A white mob took 18-year-old Orion “Owen” Anderson from the jail in Leesburg, Virginia, and lynched him. Mr. Anderson, a young Black man, allegedly wore a sack on his head and frightened the daughter of a prominent white man in Loudoun County on her walk to school. Though there were no witnesses and the girl could not identify who had scared her, Mr. Anderson was arrested after a sack was found near him. He was jailed and later reports claimed he confessed to attempting to frighten her.

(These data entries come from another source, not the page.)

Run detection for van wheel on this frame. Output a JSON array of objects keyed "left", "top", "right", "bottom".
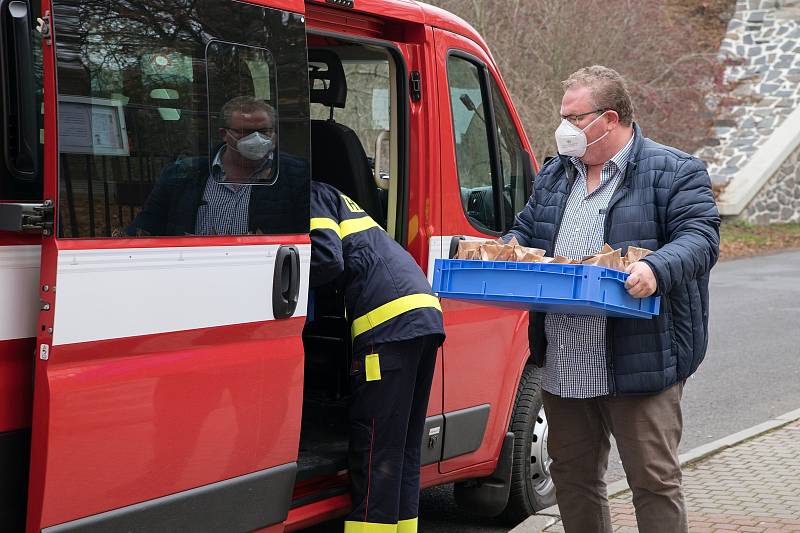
[{"left": 499, "top": 365, "right": 556, "bottom": 524}]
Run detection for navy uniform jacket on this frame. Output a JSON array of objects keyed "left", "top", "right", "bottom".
[{"left": 310, "top": 181, "right": 445, "bottom": 354}]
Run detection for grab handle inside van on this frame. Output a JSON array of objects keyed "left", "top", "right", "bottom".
[{"left": 1, "top": 0, "right": 38, "bottom": 181}]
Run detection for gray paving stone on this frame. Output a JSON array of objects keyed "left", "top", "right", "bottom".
[{"left": 567, "top": 421, "right": 800, "bottom": 532}]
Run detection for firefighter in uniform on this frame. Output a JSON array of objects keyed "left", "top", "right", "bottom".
[{"left": 309, "top": 180, "right": 445, "bottom": 533}]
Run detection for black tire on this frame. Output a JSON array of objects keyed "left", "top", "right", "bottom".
[{"left": 499, "top": 364, "right": 556, "bottom": 524}]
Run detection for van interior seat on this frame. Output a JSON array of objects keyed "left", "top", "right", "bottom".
[{"left": 308, "top": 50, "right": 383, "bottom": 224}]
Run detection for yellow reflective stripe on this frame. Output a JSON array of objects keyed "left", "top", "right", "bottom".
[
  {"left": 340, "top": 216, "right": 382, "bottom": 238},
  {"left": 351, "top": 293, "right": 442, "bottom": 340},
  {"left": 310, "top": 217, "right": 341, "bottom": 238},
  {"left": 397, "top": 518, "right": 418, "bottom": 533},
  {"left": 310, "top": 216, "right": 382, "bottom": 239},
  {"left": 344, "top": 520, "right": 398, "bottom": 533}
]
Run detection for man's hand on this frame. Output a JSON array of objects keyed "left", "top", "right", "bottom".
[{"left": 624, "top": 261, "right": 657, "bottom": 298}]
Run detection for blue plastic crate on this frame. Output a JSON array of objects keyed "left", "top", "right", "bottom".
[{"left": 432, "top": 259, "right": 660, "bottom": 319}]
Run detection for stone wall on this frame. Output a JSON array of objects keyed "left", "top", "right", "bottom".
[
  {"left": 695, "top": 0, "right": 800, "bottom": 194},
  {"left": 740, "top": 144, "right": 800, "bottom": 223}
]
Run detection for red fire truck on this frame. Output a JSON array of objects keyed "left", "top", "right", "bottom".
[{"left": 0, "top": 0, "right": 554, "bottom": 531}]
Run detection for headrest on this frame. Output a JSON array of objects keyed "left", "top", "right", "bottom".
[{"left": 309, "top": 50, "right": 347, "bottom": 109}]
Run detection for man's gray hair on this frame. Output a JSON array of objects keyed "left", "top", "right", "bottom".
[
  {"left": 221, "top": 96, "right": 276, "bottom": 127},
  {"left": 562, "top": 66, "right": 634, "bottom": 126}
]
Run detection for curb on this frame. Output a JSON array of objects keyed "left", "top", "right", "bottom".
[
  {"left": 515, "top": 406, "right": 800, "bottom": 532},
  {"left": 508, "top": 515, "right": 559, "bottom": 533}
]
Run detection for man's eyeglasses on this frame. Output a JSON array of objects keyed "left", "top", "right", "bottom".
[
  {"left": 560, "top": 109, "right": 610, "bottom": 126},
  {"left": 226, "top": 127, "right": 275, "bottom": 139}
]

During the era of racial terror, Black suspects were often subjected to beatings, torture, and threats of lynching during police interrogations. While news reports often reported these confessions as justifications for the brutal terror lynchings that followed, the confession of a lynching victim was always more reliable evidence of fear than guilt.
In the early morning on November 8, a group of 40 white men rode into Leesburg on horseback. Three of the men gained entry to the jail by pretending that they had a prisoner who needed to be admitted. Once inside, they took Mr. Anderson from his cell, carried him to the freight depot of the Richmond & Danville Railroad, hanged him, and shot his body full of bullets. The members of the mob were seen riding through town on horseback afterward, but no one tried to apprehend them or claimed to recognize them. Owen Anderson was buried in the town’s pauper’s cemetery.
Leesburg’s newspaper, the Mirror, reported the lynching on November 14, calling it “a terrible warning,” and stating, “The fate of the self-confessed author of the outrage should serve as a terrible admonition to the violators of the law for the protection of female virtue.” Owen Anderson is one of over 6,500 Black women, men, and children who were victims of racial terror lynching in the U.S. between 1865-1950.